"...train yourself for godliness, for while bodily training is of some value, godliness is of value in every way, as it holds promise for the present life and also for the life to come."--1 Tim. 4:7b-8 My older son and I have a routine in the mornings. We sit facing each other, but we are each spending time with the Lord, reading our Bibles, praying and memorizing Scripture before we start the day. It is a precious time for me.
Yesterday, we talked about how small doses of Scripture each day is a wonderful way to begin the habit of daily devotions in our children. As they get older, we have also begun to train our children to start meeting with God on their own. Why? Because one day, we want them to have their own relationship with God. This doesn't come naturally. It needs to be trained and cultivated, just like our own.
So, how do we do it?
Hold the Space
How many of us have jam-packed our kids' lives to the brim (or allowed them to do so) that they do not have any downtime, much less quiet time with God? Parents, we are the guardians of our children. I like to think of it as "holding space" open for them. I'll be the first to confess that it's hard. It's not urgent. God's not in our face. But we must also remember that discipleship is our responsibility, privilege and number one priority as parents. Not basketball. Not ballet. Not even (gasp!) academics.
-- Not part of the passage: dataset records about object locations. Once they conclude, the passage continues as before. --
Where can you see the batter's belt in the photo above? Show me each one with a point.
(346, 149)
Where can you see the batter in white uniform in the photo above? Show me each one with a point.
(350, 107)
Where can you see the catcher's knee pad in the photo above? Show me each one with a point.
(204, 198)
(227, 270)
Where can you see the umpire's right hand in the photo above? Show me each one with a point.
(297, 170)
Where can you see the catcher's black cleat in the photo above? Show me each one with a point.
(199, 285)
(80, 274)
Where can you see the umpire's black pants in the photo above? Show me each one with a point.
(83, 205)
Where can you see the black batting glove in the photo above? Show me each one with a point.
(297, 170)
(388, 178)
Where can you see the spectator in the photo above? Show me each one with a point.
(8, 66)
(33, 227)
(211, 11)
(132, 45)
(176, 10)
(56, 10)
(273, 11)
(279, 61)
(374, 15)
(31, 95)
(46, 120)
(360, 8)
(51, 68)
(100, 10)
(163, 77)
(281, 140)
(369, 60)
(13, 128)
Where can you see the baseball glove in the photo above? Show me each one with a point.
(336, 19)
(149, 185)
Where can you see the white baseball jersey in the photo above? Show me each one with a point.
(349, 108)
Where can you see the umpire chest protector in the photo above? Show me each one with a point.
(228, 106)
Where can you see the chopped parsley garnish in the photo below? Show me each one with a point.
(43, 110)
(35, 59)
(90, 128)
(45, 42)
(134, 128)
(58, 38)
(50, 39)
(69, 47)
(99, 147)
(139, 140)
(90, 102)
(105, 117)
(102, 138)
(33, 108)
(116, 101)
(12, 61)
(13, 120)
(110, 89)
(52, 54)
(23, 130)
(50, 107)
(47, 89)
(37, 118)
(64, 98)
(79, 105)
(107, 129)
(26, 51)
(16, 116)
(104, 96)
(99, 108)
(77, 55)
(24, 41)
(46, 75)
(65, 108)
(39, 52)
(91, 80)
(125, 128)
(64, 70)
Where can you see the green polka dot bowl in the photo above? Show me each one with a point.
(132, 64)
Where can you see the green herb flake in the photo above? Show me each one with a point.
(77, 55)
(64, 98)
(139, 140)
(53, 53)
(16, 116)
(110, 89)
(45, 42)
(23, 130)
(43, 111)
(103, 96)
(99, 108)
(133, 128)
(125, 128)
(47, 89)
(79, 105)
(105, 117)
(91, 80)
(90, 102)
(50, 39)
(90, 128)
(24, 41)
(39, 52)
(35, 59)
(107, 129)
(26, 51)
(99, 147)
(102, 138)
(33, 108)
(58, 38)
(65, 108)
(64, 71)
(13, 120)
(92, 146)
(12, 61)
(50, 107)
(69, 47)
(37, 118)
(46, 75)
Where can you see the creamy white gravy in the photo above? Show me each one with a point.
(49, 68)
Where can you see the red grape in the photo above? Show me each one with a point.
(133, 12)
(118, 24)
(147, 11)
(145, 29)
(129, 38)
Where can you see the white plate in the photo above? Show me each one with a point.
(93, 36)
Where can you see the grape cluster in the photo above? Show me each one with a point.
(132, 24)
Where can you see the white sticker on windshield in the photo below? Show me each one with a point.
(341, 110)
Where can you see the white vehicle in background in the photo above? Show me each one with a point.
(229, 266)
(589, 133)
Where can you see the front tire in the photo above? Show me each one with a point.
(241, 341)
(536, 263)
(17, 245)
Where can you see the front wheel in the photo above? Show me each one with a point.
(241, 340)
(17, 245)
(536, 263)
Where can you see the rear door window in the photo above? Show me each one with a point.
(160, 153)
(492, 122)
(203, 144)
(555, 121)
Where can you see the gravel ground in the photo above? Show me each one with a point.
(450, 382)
When we hold the space for our children to meet with God, I am giving them an opportunity for them to build a relationship with Him directly. In that time, they are able to share their heart with Him, to look to Him and to enjoy His presence. In doing this, I am praying that they will learn to hear His voice, to discern His guidance, and to gain wisdom from Him.
A Balanced Diet
Okay, so when do we start? For us, it's usually when they are comfortable reading. Of course, this does not mean that we are off the hook! As parents, we must still be in the Word with our children. We still have family devotions or one-on-one times reading the Word where we systematically go through Scripture. This way, we are still on hand to help them lay down solid biblical truth. Who knows what a kid may think up otherwise!
Milk and Meat
As I mentioned earlier, we train our children in several basic spiritual disciplines: Bible reading, prayer and Scripture memory. To aid in their Bible reading, we have provided them with age-appropriate children's devotionals that are written for kids (as opposed to ones that are written for parents to read with their kids), along with a Bible. We also supply them with a journal so they can record their insights, a meaningful verse, or prayer response. Kay Arthur's Discover 4 Yourself series is excellent for kids 4th grade and up. We have also enjoyed Your Story Hour's study on Jesus' life. Definitely worth checking out!
To encourage prayer, we have used the "ACTS" acronym that many of you may already know. Instead of just asking (which we think of first in prayer), we teach the kids how to
- adore (or praise) God,
- confess their sins,
- thank Him for His blessings, and
- "supplicate" or bring their needs before Him or pray for others.
It is a simple way to build a healthy prayer life. Again, their journals can also serve as a place to record these prayers and God's responses to them.
Last but not least, we help our children memorize Scripture. I'll share more about this tomorrow so stay tuned!
The Big Picture
Why do all this? Because spiritual disciplines train and equip our kids so they are ready in the daily grind of life to respond in a godly manner. When our children are steeped in the Word, are comfortable talking with God about their concerns, and have Scripture stamped on their hearts, we are giving them a gift that outlives us. Even if we are not with them, we can have peace knowing they are able to find answers or discern His voice amidst the many others beckoning them to follow.
But this training takes time. It takes patience. It takes work. As with physical training, spiritual training is of benefit not only for this life but also for the life to come. As parents, we often spend so much time on the physical that we forget the spiritual.
Let's face it: whether physical or spiritual, training is tough. We don't prepare for a marathon in a day. If we want our kids to stay faithful to the Lord, they need to be trained to run on their own. Hold the space, then equip them so they can run the race with endurance.